Das hat den Aktien der Autobauer zuletzt hohe Kursgewinne beschert. So legte der Index Stoxx Europe 600 Automobile & Parts, in dem die Papiere der größten Hersteller und Zulieferer versammelt sind, in den vergangenen zwölf Monaten um mehr als 50 Prozent zu (siehe Investor- Info).

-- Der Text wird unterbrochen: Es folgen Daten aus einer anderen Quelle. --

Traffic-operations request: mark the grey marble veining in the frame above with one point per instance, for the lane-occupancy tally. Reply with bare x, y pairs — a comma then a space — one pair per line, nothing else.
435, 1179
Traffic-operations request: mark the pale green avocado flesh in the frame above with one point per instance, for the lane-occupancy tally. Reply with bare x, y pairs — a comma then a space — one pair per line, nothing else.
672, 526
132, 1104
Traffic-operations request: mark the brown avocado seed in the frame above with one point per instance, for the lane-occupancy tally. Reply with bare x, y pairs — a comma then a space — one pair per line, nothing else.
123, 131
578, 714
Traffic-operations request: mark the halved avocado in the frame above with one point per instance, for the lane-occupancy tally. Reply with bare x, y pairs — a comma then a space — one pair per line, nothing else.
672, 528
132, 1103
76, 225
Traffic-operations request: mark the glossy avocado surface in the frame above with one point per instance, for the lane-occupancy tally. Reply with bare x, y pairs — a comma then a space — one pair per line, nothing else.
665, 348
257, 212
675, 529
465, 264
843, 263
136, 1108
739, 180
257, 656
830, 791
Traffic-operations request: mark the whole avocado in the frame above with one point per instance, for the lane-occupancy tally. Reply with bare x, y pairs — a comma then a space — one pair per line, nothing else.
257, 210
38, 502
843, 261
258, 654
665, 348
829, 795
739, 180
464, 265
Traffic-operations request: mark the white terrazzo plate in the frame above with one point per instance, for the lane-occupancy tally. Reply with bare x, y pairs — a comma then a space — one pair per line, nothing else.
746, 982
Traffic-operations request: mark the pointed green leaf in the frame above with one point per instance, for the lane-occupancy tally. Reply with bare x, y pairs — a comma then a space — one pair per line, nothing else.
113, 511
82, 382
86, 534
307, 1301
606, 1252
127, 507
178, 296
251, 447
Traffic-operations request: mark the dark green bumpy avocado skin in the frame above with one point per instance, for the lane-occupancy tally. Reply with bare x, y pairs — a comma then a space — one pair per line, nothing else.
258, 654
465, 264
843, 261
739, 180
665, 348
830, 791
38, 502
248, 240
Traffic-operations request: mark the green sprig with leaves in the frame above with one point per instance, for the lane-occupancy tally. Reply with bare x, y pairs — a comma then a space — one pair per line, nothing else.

Doch allein auf das Europa-Geschäft sollten weder Autokonzerne noch deren Aktionäre bauen.

In Spanien halte eine Abwrackprämie die Neuwagenverkäufe auf hohem Niveau, sagt Peter Fuß, Partner und Autoexperte bei der Beratungsgesellschaft Ernst & Young. "Und in Deutschland sowie Frankreich geht die ruinöse Rabattschlacht im Volumensegment ungebremst weiter", so Fuß. "Die Verkaufszahlen steigen zwar, dafür sinken die Margen." Die Krise sei deshalb noch längst nicht vollständig ausgestanden.

So rückt China neben dem Heimatmarkt immer mehr in den Fokus der Konzerne. Wie wichtig das Land schon jetzt ist, zeigen erneut die Absatzzahlen vom März. Während in Europa 1,4 Millionen Neuwagen verkauft wurden, waren es in China bereits 1,6 Millionen. Und glaubt man Branchenexperten wie Ferdinand Dudenhöffer von der Universität Duisburg-Essen, hat Chinas Automarkt weit mehr Potenzial als der europäische. Er rechnet damit, dass im Jahr 2025 in China 35 Millionen Fahrzeuge verkauft werden, fast doppelt so viele wie heute.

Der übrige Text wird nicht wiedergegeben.